A thiourea–CuI complex has been reported previously (Spofford & Amma, 1970) in which the thiourea acted as a bridging ligand, the S atoms bonding to neighbouring CuI atoms forming a spiral structure. Recently, during an investigation of the coordination ability of 4,5-diazafluoren-9-one (dafone), a new thiourea–CuI complex, (I), in which thiourea displays a different coordination mode from that reported, was obtained in our laboratory.
The molecular structure of (I) is illustrated in Fig. 1. Selected geometric parameters and hydrogen-bonding geometry are listed in Tables 1 and 2, respectively. The asymmetric unit consists of molecules of the CuI complex, free dafone and crystalline water. The CuI atom lies in a planar trigonal coordination environment, with a deviation of 0.0456 (9) Å from the plane formed by atoms Cl, S1 and S2. Two monodentate thiourea molecules coordinate to the CuI atom through their S atoms, with normal Cu—S distances of 2.2084 (10) and 2.2158 (10) Å. A Cl atom coordinates to the CuI atom with a distance of 2.2429 (10) Å, which is much shorter than the distances of 2.828 (5) and 3.164 (4) Å found in the CuI complex cited above (Spofford & Amma, 1970). Intramolecular hydrogen bonding between the chlorine and amine groups stabilizes the planar structure of the CuI complex.
The dafone and water molecules link the CuI complex through hydrogen bonds, as shown in Fig. 1. Both dafone and the water O atom are approximately coplanar with the CuI complex, the maximum atomic deviation from the mean plane of the complex being 0.858 (6) Å for O1. The planar dafone molecule is structurally similar to phenanthroline (phen), but the carbonyl bridge in dafone distorts the bipyridine portion. The average bond angle of 126.7 (3)° for N6—C12—C13 and N5—C13—C12 resulted in a longer N5···N6 separation of 3.075 (4) Å, while the average bond angle of 126.6 (3)° for N8—C23—C24 and N7—C24—C23 resulted in a similar N7···N8 separation of 3.066 (4) Å. The N···N separations in the present structure are in agreement with the values of 3.055 and 3.064 Å found in the reported structures containing free dafone (Fun et al., 1995; Luo et al., 2002), but much longer than N···N distance of 2.724 Å in free phen (Nishigaki et al., 1978). The longer N···N separation in dafone reduces overlap of the nitrogen–metal orbitals (Henderson et al., 1984) and results in a weaker chelating ability of dafone than phen. In fact, several complex structures with uncoordinated dafone (Menon et al., 1994; Chen, 1998; Kulkarni et al., 2001), dafone coordinated as a monodentate ligand (Lu et al., 1996) or dafone as an asymmetric chelate (i.e. one normal bond and another much longer bond) (Menon & Rajasekharan, 1998; Balagopalakrishna et al., 1992) have been reported previously. Structures with dafone symmetrically chelating to a metal ion have also been reported. It is interesting that significantly shorter N···N distances of 2.850 and 2.806 Å were found in the symmetrically chelating structures (Xiong et al., 1996; Menon & Rajasekharan, 1997). These facts imply that the structure of dafone is rather flexible and the distortion of the bipyridine portion in dafone may be self-adjusting when dafone chelates a metal ion.

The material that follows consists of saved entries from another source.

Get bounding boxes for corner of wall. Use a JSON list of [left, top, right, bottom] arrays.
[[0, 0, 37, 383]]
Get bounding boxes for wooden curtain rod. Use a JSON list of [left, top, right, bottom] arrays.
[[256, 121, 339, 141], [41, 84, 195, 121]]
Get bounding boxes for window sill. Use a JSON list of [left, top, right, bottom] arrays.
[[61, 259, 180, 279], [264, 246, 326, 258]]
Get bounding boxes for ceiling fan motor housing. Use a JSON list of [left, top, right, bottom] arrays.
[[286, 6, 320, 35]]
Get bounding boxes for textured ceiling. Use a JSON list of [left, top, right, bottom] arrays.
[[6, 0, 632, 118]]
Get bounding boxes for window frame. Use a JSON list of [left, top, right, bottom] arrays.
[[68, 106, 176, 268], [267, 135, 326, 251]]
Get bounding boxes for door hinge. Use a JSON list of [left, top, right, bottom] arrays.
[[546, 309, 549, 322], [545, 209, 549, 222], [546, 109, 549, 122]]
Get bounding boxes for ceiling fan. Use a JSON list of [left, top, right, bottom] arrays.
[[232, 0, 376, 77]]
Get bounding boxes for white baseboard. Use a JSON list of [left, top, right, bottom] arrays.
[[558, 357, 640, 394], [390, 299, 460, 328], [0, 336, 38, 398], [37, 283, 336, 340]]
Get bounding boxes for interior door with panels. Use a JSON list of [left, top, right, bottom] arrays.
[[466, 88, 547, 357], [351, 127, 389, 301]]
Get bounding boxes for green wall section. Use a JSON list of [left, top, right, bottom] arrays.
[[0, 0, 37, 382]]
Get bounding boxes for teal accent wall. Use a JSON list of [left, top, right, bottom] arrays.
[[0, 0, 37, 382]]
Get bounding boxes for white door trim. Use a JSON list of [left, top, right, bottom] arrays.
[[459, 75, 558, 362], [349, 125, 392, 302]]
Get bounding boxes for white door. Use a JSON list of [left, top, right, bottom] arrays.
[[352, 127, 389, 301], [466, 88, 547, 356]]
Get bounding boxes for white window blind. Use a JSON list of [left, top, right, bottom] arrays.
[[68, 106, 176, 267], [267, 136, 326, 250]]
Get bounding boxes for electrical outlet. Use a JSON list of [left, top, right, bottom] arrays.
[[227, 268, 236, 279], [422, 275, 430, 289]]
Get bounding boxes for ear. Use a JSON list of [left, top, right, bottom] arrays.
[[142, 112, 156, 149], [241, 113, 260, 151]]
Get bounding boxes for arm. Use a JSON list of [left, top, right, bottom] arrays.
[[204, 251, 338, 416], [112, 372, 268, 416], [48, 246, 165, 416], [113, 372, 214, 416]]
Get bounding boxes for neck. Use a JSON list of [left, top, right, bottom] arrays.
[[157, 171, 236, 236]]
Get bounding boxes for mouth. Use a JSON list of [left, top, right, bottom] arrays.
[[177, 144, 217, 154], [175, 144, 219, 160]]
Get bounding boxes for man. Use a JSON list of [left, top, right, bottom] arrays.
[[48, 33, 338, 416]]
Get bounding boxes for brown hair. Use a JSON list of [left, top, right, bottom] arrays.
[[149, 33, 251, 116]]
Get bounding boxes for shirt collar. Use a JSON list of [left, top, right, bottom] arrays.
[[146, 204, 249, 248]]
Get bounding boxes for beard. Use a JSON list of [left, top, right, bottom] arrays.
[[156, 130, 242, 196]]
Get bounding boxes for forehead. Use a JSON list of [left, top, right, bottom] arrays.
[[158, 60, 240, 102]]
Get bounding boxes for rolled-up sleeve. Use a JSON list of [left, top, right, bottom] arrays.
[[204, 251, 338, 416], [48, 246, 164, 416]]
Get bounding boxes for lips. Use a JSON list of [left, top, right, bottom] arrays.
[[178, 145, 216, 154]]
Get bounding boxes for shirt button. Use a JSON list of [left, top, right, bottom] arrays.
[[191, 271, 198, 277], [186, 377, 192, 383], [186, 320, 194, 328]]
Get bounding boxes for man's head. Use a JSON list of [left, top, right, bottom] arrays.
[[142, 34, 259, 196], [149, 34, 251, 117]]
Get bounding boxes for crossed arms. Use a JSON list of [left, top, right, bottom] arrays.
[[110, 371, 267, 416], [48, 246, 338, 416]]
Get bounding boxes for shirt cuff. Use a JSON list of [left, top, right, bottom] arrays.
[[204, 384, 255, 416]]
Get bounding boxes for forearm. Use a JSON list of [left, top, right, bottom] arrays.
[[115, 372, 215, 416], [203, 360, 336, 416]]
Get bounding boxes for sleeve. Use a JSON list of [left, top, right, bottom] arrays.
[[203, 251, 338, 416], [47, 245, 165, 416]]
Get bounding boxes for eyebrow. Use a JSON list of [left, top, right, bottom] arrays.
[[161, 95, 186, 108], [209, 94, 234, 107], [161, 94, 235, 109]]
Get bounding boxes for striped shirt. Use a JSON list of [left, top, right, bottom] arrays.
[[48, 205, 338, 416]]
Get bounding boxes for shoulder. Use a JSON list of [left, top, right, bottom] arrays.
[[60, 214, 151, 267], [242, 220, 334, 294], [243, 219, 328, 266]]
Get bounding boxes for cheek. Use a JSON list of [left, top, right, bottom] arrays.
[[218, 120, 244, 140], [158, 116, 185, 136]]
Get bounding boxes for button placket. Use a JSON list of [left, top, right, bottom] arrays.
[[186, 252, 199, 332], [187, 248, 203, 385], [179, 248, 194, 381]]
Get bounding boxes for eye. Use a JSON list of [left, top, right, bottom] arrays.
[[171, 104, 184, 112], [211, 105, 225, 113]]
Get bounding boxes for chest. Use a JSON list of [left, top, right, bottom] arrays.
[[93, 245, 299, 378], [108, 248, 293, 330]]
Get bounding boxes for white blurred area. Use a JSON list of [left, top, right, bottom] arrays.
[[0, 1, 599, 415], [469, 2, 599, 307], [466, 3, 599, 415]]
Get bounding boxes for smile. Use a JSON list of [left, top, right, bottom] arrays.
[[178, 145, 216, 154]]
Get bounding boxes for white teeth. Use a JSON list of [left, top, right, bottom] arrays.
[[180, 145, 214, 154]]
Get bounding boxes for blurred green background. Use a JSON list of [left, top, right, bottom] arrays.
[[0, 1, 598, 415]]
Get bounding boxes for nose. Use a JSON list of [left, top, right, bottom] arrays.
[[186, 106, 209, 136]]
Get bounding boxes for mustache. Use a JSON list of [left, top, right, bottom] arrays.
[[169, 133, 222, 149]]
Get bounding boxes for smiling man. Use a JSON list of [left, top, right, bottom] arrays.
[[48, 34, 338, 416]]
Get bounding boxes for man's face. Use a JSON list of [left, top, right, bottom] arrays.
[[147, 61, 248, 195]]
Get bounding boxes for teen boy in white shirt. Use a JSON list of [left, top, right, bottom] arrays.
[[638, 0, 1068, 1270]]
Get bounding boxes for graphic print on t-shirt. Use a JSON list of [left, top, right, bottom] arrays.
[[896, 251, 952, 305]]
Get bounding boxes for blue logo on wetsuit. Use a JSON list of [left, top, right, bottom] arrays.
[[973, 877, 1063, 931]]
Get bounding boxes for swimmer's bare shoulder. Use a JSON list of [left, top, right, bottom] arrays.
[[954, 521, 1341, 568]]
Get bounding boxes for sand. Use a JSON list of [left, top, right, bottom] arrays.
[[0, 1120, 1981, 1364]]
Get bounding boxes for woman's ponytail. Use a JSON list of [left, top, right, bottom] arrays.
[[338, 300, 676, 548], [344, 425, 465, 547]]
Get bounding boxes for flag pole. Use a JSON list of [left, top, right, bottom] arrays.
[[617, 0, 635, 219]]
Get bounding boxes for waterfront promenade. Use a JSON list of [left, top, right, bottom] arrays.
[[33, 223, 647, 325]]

With the aid of hydrogen bonds between dafone, water and thiourea, the asymmetric units link to each other to form planar chains. The chains self-assemble to form a two-dimensional sheet structure, as shown in Fig. 2. The centrosymmetric N—H···S hydrogen-bonded dimer observed in the present structure has also been found in both a free thiourea structure (Truter, 1967) and a thiourea complex (Johnson & Steed, 1998).
Between the neighboring sheets, the dafone rings are approximately parallel [dihedral angle 1.13 (10)°] and partially overlap each other, as shown in Fig. 3. Atoms of the N6A-pyridine ring deviate from the mean plane of the N7-dafone molecule with relatively shorter distances ranging from 3.354 (4) Å (C8A) to 3.455 (4) Å (C11A), which suggests the existence of aromatic π–π-stacking interactions between neighbouring dafone molecules.